Para Sidnei Nehme, da corretora de câmbio NGO, o temor é que o país não consiga captar volume de recursos externos suficientes para financiar o déficit em transações correntes, o que obrigaria o governo a utilizar parte das reservas cambiais num ambiente em que o fluxo de dólares para o país deve ser mais fraco, por causa das fragilidades da economia, como baixo crescimento, inflação e juros em alta.
“Este cenário sustenta a projeção de alta do preço da moeda americana”, diz Nehme, em relatório.
Para ele, a expectativa é que o capital especulativo ainda possa vir para o país, depois da retirada do Imposto sobre Transações Financeiras (IOF) de 1% no mercado futuro de dólares.
“Mas isso vai depender da decisão do Federal Reserve, sobre o momento em que iniciará a redução do programa de estímulos”, afirma.
Nehme acredita, a partir desta quarta-feira, será possível formar um melhor cenário quanto ao comportamento do preço do dólar no curto prazo no Brasil.
Além disso, as atenções de investidores também se voltam hoje para o presidente do BC, Alexandre Tombini, que participará de audiência no Senado nesta tarde. Em entrevista recente, Tombini lembrou que o país tem US$ 375 bilhões em reservas internacionais e afirmou que o BC pode voltar a ofertar dólares no mercado à vista se julgar necessário.
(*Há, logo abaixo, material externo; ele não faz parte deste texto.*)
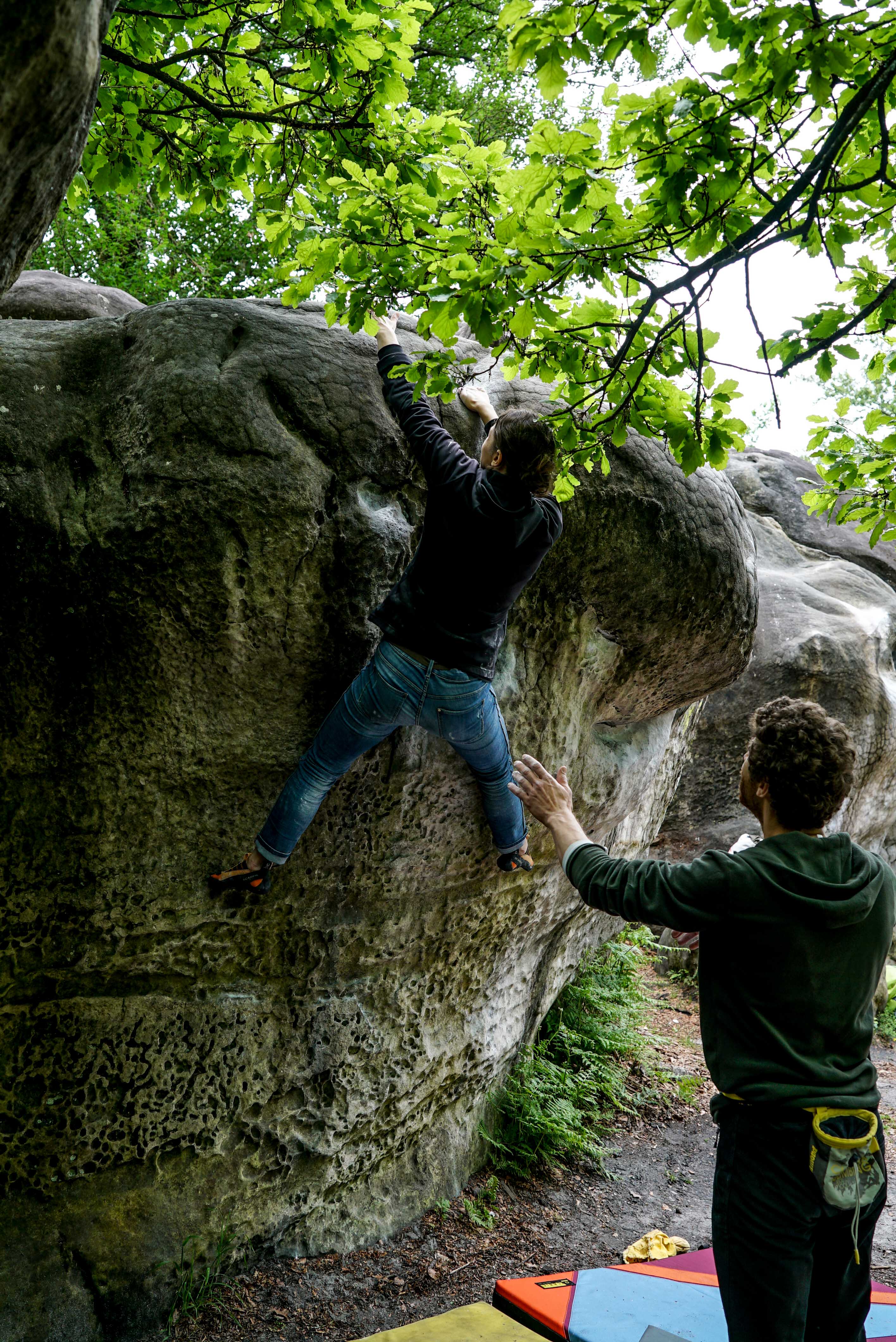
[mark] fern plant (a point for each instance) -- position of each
(564, 1089)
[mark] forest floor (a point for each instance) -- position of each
(659, 1176)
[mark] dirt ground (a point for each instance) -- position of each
(660, 1176)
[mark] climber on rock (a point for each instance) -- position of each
(488, 528)
(793, 937)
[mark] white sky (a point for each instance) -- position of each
(784, 286)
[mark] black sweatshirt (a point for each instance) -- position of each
(483, 539)
(793, 937)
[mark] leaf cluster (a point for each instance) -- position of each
(858, 461)
(564, 1089)
(588, 255)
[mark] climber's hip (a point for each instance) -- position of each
(398, 690)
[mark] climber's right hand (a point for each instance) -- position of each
(387, 329)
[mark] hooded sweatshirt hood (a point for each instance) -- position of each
(793, 938)
(825, 881)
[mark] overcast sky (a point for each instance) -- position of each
(784, 286)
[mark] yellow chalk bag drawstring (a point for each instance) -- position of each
(846, 1160)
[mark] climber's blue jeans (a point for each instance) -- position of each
(396, 692)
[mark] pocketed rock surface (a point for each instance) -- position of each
(827, 633)
(200, 504)
(660, 1177)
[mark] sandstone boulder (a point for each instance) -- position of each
(827, 631)
(202, 502)
(46, 296)
(49, 78)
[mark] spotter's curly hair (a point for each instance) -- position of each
(805, 756)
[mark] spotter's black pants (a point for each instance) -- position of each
(784, 1257)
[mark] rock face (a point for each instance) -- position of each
(202, 501)
(827, 631)
(46, 296)
(49, 78)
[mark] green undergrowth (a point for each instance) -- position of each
(886, 1023)
(565, 1089)
(199, 1286)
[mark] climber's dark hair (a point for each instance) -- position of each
(805, 756)
(529, 449)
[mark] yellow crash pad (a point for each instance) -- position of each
(470, 1324)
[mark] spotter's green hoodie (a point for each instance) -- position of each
(793, 937)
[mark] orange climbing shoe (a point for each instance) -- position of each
(243, 877)
(516, 861)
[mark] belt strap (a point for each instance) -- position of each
(420, 658)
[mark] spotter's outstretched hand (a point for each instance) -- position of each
(546, 796)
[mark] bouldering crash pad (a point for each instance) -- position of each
(635, 1302)
(470, 1324)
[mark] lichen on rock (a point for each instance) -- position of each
(202, 501)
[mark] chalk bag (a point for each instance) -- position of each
(847, 1160)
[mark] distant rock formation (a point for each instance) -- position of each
(202, 502)
(49, 78)
(47, 297)
(827, 631)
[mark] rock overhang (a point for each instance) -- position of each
(204, 500)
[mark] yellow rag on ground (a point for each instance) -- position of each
(655, 1245)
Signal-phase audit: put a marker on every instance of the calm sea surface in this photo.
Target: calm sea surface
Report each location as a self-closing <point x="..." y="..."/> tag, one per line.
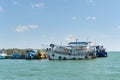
<point x="96" y="69"/>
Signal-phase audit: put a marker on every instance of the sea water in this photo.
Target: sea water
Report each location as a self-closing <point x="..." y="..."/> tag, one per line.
<point x="95" y="69"/>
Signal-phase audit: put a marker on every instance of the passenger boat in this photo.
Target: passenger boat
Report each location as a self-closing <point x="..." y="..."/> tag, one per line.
<point x="74" y="51"/>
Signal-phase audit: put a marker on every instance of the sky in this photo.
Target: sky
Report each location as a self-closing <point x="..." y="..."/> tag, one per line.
<point x="38" y="23"/>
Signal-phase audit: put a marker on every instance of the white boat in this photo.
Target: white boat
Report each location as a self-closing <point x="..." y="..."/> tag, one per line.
<point x="3" y="55"/>
<point x="74" y="51"/>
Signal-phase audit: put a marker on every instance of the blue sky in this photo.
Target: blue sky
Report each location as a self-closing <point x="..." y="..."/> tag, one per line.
<point x="37" y="23"/>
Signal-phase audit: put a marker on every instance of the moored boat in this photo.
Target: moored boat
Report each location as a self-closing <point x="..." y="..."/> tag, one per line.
<point x="74" y="51"/>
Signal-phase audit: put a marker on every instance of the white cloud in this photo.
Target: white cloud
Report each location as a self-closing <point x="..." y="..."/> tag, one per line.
<point x="38" y="5"/>
<point x="74" y="18"/>
<point x="91" y="1"/>
<point x="91" y="18"/>
<point x="15" y="3"/>
<point x="1" y="9"/>
<point x="23" y="28"/>
<point x="70" y="38"/>
<point x="118" y="27"/>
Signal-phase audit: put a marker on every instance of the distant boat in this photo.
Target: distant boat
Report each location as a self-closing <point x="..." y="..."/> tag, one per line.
<point x="74" y="51"/>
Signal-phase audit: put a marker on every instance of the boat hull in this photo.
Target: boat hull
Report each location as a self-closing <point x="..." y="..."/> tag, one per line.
<point x="57" y="56"/>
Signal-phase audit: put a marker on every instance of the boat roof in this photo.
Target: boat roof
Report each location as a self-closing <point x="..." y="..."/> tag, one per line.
<point x="85" y="43"/>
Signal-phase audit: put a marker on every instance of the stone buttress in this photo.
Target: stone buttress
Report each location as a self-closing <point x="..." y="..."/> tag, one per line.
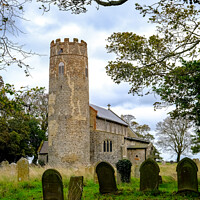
<point x="68" y="130"/>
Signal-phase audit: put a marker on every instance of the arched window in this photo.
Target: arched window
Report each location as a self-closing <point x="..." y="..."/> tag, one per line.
<point x="107" y="146"/>
<point x="86" y="71"/>
<point x="61" y="68"/>
<point x="110" y="146"/>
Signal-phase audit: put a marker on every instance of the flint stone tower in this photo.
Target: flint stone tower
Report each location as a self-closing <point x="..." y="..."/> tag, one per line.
<point x="69" y="131"/>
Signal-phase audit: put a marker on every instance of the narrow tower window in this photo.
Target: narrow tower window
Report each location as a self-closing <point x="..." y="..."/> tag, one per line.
<point x="61" y="68"/>
<point x="110" y="146"/>
<point x="104" y="146"/>
<point x="86" y="71"/>
<point x="107" y="146"/>
<point x="60" y="51"/>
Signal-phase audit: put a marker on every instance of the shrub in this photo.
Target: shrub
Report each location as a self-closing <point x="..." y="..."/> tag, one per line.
<point x="124" y="168"/>
<point x="41" y="163"/>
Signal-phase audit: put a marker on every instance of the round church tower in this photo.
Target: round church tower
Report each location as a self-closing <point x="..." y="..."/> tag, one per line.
<point x="68" y="124"/>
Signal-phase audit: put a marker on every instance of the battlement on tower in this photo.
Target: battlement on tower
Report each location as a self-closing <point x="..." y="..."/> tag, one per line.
<point x="66" y="41"/>
<point x="68" y="48"/>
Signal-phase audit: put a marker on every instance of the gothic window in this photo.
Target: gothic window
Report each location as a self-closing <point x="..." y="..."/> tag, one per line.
<point x="104" y="146"/>
<point x="60" y="51"/>
<point x="110" y="146"/>
<point x="61" y="68"/>
<point x="86" y="71"/>
<point x="107" y="146"/>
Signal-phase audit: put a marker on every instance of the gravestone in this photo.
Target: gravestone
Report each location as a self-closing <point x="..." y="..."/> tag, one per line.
<point x="187" y="175"/>
<point x="149" y="175"/>
<point x="106" y="178"/>
<point x="137" y="171"/>
<point x="22" y="170"/>
<point x="4" y="163"/>
<point x="75" y="188"/>
<point x="52" y="185"/>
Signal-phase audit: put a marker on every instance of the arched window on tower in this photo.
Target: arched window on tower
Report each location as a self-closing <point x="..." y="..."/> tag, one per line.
<point x="61" y="68"/>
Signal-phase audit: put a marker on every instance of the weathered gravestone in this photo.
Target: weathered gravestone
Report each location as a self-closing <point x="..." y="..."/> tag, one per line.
<point x="23" y="169"/>
<point x="187" y="175"/>
<point x="149" y="175"/>
<point x="75" y="188"/>
<point x="105" y="173"/>
<point x="52" y="185"/>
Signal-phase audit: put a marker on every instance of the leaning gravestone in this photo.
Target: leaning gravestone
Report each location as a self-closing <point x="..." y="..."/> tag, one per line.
<point x="22" y="170"/>
<point x="149" y="175"/>
<point x="187" y="175"/>
<point x="52" y="185"/>
<point x="75" y="188"/>
<point x="105" y="173"/>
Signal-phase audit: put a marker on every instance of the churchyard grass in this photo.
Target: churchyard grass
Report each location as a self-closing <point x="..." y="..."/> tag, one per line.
<point x="10" y="189"/>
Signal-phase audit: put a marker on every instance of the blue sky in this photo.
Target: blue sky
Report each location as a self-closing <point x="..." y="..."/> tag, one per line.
<point x="94" y="27"/>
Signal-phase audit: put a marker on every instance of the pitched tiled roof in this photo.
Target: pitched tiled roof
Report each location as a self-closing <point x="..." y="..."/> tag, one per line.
<point x="137" y="139"/>
<point x="108" y="115"/>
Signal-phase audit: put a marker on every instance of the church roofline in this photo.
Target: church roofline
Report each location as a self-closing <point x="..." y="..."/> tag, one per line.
<point x="137" y="140"/>
<point x="108" y="115"/>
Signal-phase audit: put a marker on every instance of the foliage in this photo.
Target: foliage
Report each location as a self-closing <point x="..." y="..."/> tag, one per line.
<point x="14" y="138"/>
<point x="41" y="163"/>
<point x="20" y="132"/>
<point x="159" y="63"/>
<point x="124" y="168"/>
<point x="174" y="136"/>
<point x="155" y="154"/>
<point x="141" y="131"/>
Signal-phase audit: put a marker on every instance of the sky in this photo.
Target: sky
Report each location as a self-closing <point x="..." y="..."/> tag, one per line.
<point x="94" y="27"/>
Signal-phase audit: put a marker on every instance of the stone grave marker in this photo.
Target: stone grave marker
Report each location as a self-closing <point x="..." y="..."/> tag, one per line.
<point x="106" y="178"/>
<point x="137" y="171"/>
<point x="149" y="175"/>
<point x="187" y="175"/>
<point x="4" y="163"/>
<point x="22" y="170"/>
<point x="52" y="185"/>
<point x="75" y="188"/>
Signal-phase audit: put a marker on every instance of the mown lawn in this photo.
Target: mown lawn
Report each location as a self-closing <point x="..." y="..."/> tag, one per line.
<point x="33" y="190"/>
<point x="10" y="189"/>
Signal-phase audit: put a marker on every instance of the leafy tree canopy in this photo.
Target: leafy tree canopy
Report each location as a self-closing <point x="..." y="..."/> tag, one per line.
<point x="142" y="131"/>
<point x="160" y="62"/>
<point x="174" y="135"/>
<point x="22" y="126"/>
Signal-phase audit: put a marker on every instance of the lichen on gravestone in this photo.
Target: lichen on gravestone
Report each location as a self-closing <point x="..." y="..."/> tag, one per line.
<point x="187" y="176"/>
<point x="149" y="175"/>
<point x="75" y="188"/>
<point x="52" y="185"/>
<point x="22" y="170"/>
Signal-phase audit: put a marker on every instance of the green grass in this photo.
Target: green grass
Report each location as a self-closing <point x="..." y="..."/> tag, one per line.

Na Bovespa, entre as ações mais negociadas, Vale PNA sobe 0,59% a R$ 28,55; Petrobras PN tem queda de 1,82% a R$ 17,77; OGX Petróleo recua 3,65% a R$ 0,80; Itaú Unibanco PN perde 1,42% a R$ 29,13 e Bradesco PN cai 1,20% a R$ 29,43.
A maior alta é dos papéis ON da Embraer, que sobem 2,36% a R$ 20,41, enquanto as ações ON da ALL têm a maior desvalorização: queda de 4,90% a R$ 9,51, com a possibilidade de a empresa fazer um aumento de capital.